前回、マーチのスピーカを修理したところ欲が出て、音楽をFMトランスミッタではなくAUXで接続したくなりました。というわけで、AUX機能を自作で追加することにしました。日産純正デッキの多くにはDIN-8PINコネクタが付いており、AUX接続キットを取り付けられます。純正品は購入せず、自作します。
ネット上の事例を拝見すると、自作時に次のような課題があるようです(純正品では発生しません)。
- AUX入力時のオーディオレベルが小さいこと。
- 一度AUXモードに入ると他のモードに戻れず、電源強制OFFになることがあること。
- AUXモードへ入るための外部スイッチが必要なこと。
どうせ作るならということで、以下の方針で課題を解決しました。
- Audio Line Amp を追加してレベルを適正化します。
- AVRでデッキの状態を監視・制御します。
- デッキの電源ボタンを2回押すとAUXモードに入る仕様にします。
回路図は こちら です。制御は pin1.AUX_ON と pin2.RADIO_ON を使用します(Vl=0V、Vh=12V)。
<AUXモードに入る場合>
- PWRボタンを押すと RADIO_ON が Vh→Vl に変化(デッキOFF)。
- 再度PWRボタンで RADIO_ON が Vl→Vh に変化。
- 上記 2 の変化(Vl→Vh)をトリガにAUXモードへ移行。
- AUX_ON=Vh を印加。
- RADIO_ON は Vh→Vl に変化。
<AUXモードから他モードへ戻る場合>
- AUX_ON中にラジオまたはCDボタンを押すと RADIO_ON が Vl→Vh に変化。
- RADIO_ON=Vh の期間中に AUX_ON を Vl に落とします(タイムアウトは未確認)。
プログラムは即席で作成したため荒いですが、main関数のみ置いておきます。また、状態はEEPROMに保存するため、IGN-ON時に前回状態を保持します。常時電源は使用しないのでバッテリー上がりの心配はありません。
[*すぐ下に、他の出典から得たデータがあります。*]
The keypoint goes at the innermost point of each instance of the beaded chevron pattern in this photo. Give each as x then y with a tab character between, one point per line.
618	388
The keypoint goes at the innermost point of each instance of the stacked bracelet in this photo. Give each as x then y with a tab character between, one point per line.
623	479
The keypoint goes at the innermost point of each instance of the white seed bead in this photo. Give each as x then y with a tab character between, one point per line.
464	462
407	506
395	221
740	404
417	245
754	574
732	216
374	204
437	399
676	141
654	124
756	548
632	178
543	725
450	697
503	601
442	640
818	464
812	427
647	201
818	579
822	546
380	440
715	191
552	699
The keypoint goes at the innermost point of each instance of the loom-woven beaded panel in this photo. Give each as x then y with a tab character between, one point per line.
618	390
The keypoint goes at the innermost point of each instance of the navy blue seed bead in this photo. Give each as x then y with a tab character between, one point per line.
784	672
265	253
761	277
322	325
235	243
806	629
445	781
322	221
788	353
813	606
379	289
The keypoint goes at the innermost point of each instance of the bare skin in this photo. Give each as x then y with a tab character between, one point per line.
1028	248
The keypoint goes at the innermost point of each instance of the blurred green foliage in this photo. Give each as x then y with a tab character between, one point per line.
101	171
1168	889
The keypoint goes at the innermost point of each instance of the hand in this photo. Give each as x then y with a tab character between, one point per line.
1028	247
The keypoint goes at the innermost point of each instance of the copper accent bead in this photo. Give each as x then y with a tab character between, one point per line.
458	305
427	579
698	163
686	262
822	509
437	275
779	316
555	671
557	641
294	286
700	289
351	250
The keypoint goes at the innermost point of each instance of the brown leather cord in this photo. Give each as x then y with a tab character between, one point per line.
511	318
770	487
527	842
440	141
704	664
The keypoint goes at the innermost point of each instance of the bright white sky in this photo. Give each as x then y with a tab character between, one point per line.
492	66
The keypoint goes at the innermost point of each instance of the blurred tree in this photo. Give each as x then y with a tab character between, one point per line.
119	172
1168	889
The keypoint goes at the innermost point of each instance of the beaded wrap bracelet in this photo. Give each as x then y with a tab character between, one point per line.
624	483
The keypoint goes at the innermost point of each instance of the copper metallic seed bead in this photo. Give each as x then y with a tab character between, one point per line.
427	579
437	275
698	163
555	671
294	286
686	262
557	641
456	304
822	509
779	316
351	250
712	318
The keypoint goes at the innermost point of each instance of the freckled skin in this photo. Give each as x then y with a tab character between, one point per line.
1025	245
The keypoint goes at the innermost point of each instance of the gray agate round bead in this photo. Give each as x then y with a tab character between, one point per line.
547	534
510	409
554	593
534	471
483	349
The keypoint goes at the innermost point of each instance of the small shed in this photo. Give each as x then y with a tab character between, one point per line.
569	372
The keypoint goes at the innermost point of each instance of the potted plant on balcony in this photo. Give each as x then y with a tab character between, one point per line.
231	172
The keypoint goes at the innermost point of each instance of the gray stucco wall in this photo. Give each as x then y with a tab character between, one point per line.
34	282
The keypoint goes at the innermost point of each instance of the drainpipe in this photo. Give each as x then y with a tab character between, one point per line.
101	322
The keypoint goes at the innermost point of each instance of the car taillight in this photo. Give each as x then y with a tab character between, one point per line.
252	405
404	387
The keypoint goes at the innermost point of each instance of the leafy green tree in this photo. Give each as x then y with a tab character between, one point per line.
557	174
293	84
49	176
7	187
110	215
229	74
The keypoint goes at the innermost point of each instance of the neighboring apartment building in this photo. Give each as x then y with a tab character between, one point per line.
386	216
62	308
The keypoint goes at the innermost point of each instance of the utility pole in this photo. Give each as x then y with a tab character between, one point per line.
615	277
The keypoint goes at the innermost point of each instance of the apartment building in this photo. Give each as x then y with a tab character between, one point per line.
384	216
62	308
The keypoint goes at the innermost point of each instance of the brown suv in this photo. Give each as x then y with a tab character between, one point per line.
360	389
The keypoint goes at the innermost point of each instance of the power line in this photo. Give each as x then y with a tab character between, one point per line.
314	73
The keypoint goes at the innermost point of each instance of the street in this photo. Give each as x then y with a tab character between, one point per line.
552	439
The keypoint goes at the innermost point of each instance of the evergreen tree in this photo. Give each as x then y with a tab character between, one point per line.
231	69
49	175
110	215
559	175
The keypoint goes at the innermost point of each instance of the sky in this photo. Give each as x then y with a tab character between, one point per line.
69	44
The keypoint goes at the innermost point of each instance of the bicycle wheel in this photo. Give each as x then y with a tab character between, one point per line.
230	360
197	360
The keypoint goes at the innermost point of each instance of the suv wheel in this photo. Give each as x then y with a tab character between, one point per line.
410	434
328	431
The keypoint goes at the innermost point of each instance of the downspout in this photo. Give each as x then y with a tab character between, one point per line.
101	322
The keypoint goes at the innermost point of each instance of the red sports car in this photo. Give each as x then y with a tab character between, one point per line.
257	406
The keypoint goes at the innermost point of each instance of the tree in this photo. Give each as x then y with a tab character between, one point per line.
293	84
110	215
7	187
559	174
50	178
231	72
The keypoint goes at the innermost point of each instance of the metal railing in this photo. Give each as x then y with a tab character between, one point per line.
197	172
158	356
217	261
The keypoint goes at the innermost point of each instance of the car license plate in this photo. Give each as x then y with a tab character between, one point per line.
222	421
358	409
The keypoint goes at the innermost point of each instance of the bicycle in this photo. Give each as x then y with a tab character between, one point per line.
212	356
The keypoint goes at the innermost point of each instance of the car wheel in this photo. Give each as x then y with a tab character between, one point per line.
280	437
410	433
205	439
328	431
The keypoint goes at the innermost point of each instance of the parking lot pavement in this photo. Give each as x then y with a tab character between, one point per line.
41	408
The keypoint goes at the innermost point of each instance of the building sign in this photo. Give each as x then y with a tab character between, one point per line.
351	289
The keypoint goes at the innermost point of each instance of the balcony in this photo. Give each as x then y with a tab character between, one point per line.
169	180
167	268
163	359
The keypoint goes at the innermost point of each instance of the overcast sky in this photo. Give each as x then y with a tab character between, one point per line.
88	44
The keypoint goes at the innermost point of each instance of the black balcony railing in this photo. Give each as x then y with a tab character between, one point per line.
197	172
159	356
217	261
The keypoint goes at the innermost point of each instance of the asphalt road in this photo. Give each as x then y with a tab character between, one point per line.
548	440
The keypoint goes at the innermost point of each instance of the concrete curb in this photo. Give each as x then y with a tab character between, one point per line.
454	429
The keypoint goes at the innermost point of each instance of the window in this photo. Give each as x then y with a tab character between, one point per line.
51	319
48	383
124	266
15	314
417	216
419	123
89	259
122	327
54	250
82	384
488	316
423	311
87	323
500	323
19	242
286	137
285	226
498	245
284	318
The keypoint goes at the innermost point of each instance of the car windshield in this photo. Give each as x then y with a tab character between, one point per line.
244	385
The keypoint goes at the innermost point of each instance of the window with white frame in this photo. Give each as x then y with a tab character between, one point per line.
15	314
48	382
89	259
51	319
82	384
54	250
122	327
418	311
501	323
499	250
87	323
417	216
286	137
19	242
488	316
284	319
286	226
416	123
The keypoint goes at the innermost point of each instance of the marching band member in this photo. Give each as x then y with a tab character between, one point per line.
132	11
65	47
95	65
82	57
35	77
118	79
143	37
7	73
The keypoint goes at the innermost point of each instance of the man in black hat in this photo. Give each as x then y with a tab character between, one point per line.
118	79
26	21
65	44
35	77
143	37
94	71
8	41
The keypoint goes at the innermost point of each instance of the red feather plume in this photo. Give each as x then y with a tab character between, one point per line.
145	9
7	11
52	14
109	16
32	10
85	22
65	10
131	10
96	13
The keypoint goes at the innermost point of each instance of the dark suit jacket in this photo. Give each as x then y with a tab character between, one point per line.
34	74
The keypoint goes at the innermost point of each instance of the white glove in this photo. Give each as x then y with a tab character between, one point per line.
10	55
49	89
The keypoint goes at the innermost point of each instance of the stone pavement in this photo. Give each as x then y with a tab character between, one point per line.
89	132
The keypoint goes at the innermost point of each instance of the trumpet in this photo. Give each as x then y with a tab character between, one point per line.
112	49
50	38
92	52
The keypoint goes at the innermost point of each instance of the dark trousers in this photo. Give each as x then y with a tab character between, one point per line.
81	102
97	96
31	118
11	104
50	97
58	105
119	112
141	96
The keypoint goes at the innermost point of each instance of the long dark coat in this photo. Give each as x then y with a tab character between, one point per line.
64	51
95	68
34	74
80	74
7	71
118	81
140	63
回路図中のVR100kはセンターでちょうど良い音量でしたので、27dB程度の固定ゲインでも良さそうです(ソース側のボリューム次第)。確認機器は Gorilla と iPod nano 6th です。
※注意※ ここで紹介した制御・回路は純正品と異なる可能性があります。すべての環境での動作を保証するものではありません。改造は自己責任でお願いします。
以下、完成図です。
以上のとおり、純正らしい操作感で快調に動作しています。誤動作もなく、使い勝手は良好です。